Değerli milletvekilleri, bu af teklifi görüşülmekte ama şunu açıkça görüyoruz ki Türkiye’de en büyük ihtiyacımız hukukun üstünlüğü ilkesine sarılmak, evrensel hukuk normlarını kabul etmek ve uygulamaktan ibaret. Bakınız, hiç kimse onu bulandırmadığı ve ihlal etmediği sürece hukuk teneffüs ettiğimiz hava gibi görünmez ve tutulmaz bir şekilde etrafımızı kaplar. Hukuk, ancak kaybettiğimizi anladığımız zaman değerinin farkına vardığımız sağlık gibi sezilmez bir şeydir. Hukuk toplumun genel menfaatini veya fertlerin ve toplumun ortak iyiliğini sağlamak maksadıyla konulan ve kamu gücüyle desteklenen kural, hak ve kanunların bütünüdür. Hukukun üstünlüğü ise devletin tüm organları üzerinde hukukun mutlak bir egemenliğe sahip olmasıdır. Hukukun üstünlüğü ilkesi, hukuk devletinin ve demokrasinin vazgeçilmez en önemli koşuludur. Hukukun olmadığı yerde adaletten, adaletin olmadığı yerde ise devletten söz edemeyiz. Adil olmalıyız, eşitlikçi olmalıyız, vicdanlı olmalıyız. Bu anlamda mevcut af teklifiniz evrensel hukuk normlarına uygun mu sizce? Adil mi? Hukukun üstünlüğü esas alınmış mı? Hayır, sayın milletvekilleri. Düşünce suçları, gazeteciler ve topluma kazandırılmasında mahsuru olmayan hükümlülerin yer almadığı ve evrensel hukuk normlarını içermeyen bu af teklifi vicdanlı ve adil olamaz, hukuka da uygun değildir.

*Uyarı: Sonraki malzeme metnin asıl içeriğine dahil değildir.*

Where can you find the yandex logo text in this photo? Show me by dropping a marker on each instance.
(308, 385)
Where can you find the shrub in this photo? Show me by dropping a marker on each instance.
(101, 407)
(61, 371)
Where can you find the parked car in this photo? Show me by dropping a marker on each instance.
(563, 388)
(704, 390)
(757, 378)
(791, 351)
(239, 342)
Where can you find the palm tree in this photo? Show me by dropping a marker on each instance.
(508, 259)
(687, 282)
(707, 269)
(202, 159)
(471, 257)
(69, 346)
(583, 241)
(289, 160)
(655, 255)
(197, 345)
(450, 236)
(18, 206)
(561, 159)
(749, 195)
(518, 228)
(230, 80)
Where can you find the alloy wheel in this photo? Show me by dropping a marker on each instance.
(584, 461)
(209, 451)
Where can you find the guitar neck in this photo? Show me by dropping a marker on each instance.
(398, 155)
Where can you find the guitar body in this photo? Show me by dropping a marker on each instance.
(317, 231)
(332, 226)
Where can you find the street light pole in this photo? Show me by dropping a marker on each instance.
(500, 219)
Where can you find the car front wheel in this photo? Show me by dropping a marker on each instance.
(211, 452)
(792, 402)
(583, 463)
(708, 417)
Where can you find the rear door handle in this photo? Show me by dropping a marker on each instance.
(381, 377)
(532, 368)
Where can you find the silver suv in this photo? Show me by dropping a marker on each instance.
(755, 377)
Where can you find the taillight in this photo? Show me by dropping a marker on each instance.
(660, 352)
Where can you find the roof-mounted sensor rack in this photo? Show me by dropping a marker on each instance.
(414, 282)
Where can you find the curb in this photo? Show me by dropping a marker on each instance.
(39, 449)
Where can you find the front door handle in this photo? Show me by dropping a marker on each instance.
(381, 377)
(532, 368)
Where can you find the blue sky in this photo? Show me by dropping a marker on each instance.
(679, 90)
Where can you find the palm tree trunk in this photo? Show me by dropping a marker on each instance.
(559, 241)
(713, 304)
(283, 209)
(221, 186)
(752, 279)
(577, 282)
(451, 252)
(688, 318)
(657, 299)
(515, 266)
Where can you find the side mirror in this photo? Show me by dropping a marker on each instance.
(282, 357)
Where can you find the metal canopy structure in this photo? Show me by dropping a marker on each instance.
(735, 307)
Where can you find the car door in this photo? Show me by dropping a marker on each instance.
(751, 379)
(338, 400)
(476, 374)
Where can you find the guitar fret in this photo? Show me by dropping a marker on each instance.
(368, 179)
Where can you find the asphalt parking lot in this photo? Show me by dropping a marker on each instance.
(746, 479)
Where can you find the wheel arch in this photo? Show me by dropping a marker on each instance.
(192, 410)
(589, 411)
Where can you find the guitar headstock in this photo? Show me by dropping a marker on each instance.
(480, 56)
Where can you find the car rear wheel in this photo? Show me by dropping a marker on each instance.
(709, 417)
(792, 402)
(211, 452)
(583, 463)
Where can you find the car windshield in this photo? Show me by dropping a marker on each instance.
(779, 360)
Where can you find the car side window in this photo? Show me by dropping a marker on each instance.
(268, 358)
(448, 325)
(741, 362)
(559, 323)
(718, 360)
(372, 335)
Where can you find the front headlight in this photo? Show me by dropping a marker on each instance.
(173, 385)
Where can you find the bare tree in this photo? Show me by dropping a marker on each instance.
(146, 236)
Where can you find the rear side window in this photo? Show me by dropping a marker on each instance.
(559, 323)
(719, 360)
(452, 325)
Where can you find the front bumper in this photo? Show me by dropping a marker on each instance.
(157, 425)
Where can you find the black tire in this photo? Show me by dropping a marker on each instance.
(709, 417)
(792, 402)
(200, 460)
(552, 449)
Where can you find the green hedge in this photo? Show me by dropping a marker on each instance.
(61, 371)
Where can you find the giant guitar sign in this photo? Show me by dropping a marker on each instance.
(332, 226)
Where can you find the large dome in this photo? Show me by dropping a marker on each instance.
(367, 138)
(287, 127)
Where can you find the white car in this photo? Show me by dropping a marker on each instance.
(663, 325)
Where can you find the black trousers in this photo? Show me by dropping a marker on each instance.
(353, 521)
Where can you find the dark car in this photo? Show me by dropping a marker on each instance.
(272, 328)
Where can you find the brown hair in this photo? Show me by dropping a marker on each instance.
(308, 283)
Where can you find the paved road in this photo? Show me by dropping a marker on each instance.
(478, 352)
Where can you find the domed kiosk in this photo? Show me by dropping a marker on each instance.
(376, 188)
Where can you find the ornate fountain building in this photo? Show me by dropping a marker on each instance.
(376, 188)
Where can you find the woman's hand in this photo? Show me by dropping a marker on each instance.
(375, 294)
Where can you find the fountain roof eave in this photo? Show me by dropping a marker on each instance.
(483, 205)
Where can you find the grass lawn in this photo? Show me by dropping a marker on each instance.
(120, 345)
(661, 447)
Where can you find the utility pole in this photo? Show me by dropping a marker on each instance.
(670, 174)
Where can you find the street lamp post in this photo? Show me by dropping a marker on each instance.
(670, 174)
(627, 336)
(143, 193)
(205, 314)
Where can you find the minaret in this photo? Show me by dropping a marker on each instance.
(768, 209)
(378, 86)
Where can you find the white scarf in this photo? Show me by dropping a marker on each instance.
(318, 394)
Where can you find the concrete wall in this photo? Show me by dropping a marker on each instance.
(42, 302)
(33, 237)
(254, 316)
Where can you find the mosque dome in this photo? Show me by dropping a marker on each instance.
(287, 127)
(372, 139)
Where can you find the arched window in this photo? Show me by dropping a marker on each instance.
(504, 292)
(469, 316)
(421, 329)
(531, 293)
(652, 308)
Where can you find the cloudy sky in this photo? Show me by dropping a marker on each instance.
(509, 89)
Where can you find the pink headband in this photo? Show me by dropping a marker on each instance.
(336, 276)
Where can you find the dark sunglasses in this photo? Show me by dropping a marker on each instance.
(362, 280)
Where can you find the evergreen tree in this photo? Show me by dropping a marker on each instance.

Değerli milletvekilleri, teklifin 47’nci maddesini görüşmekteyiz. Teklifle, Ceza ve Güvenlik Tedbirlerinin İnfazı Hakkında Kanun’un 106’ncı maddesine bir ekleme yaparak, aynı kanunun 16’ncı maddesi bu hükme istisna getiriyor. Yani, “Adli para cezasından çevrilen hapsin infazı ertelenemez ve bunun infazında koşullu salıverilme hükümleri uygulanamaz.” hükmüne, aynı yasanın 16’ncı maddesinde yer alan hapis cezasının infazı, hastalık nedeniyle ertelenmesi hükümleri istisna olarak getiriliyor. Çok güzel, evet, doğru ama burada esasen 5275 sayılı Yasa’daki 16’ncı maddenin kapsamının genişletilmesi ve uygulamada yer alan olumsuzlukların giderilmesi gerekmektedir. Cezaevlerinde ağır hasta ve kendi kendine yaşamını idame ettiremeyecek mahkûm ve tutuklu olmaması gerekiyor. İşte uygulamayı da buna uygun hâle getirmemiz gerekir. Özellikle, yeni anne olan ya da küçük çocuğu olan mahkûm veya tutuklular için daha iyi hükümler getirmek gerekmiyor mu? İşte, gelin hep birlikte, evrensel hukuk normlarına uygun olan bu hükümleri yasalaştıralım.
Değerli milletvekilleri, bu teklif eksiktir, hatalıdır; eşit, adil, hukuki ve vicdanlı değildir. Af, eğer toplumsal barışı sağlamıyorsa, hukuksuzluğu önlemiyorsa, adalete ve hakkaniyete uygun değilse ve vatandaşların tamamının gönlü razı değilse buna af veya infaz düzenlemesi diyemezsiniz. Şimdi size soruyorum, görüştüğümüz bu af teklifi toplumsal barışı sağlayacak mı? Mevcut hukuksuzlukları önleyecek mi? En önemlisi, eşitliğe, adalete ve hakkaniyete uygun mu? Sayın milletvekilleri, bu soruların tamamının cevabı kocaman bir “Hayır.” Peki ne yapmamız lazım? Bakın, geç kalmadık, 47 maddedir konuşuyoruz, 47 kere hatiplerimiz aynı şeyi söyledi. Gelin, bu teklifi hep beraber vicdanlı ve adaletli bir yasaya dönüştürebiliriz, bunu yapabiliriz. Bunu yapmak zorundayız, yüce Meclisin buna gücü var, gücü de yeter.
Her birinizi ayrı ayrı, en derin sevgilerimle, saygılarımla selamlıyorum.